Zuncheddu Daniele1, Generelli Silvia2, Kurth Felix2, Serra Pier Andrea3, Rocchitta Gaia3, Grad Sibylle1, Basoli Valentina1

  1. AO Research Institute Davos, Davos, Switzerland
  2. Centre Suisse d’Electronique et de Microtechnique (CSEM), Center Landquart, Switzerland
  3. University of Sassari, Department of Surgery and Experimental Medicine, Sassari, Italy

Despite the growing demand and interest in biofabrication in the field of tissue engineering for customized biological constructs, there are currently no efficient methods for monitoring function and physiological behaviour over time. This gap is a big disadvantage, since direct monitoring of fundamental metabolic parameters can improve the standardization of cell culture experiments and contribute to spread the use of customized biological constructs in the clinical scenario. Here, we created a non-invasive strategy to study cells with miniaturized, electrochemical micro-biosensors that allow in situ real-time monitoring. We developed sensors for oxygen and glucose, respectively using a copper wire inserted into a silica capillary tube, partly filled with a graphite-loaded epoxy resin, and a platinum wire. The sensors were introduced into the tissue plates through modified tissue plate lids, and. the detection of oxygen was obtained by means of an electrochemical reduction, i.e. applying a cathodic potential to the carbon-disk surface. Signal acquisition and calibration were performed using a 4 channel potentiostat. The sensors were not damaged over a period of 21 days in cell culture medium and proved to be non-cytotoxic for up to 7 days. Conventional chondrogenic protocols contain high glucose concentrations (25 mM), whereby electrochemical biosensor detection is still often limited to lower glucose ranges.
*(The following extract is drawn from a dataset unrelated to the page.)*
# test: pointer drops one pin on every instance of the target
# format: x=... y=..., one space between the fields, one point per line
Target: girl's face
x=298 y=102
We thus investigated the effect of different glucose concentrations on the chondrogenic differentiation of bone marrow-derived mesenchymal stem cells as well as tested if the addition of lipids could support differentiation suffering from low energy resources. Low glucose concentrations (5 mM) turned out to decrease cell matrix deposition during differentiation, while a supplementation of lipids could not compensate for this effect. These findings suggest a pivotal role of glycolysis versus beta fatty acid oxidation during commitment, which we envision to further pursue by a current study with alternative intermediates of glycolysis.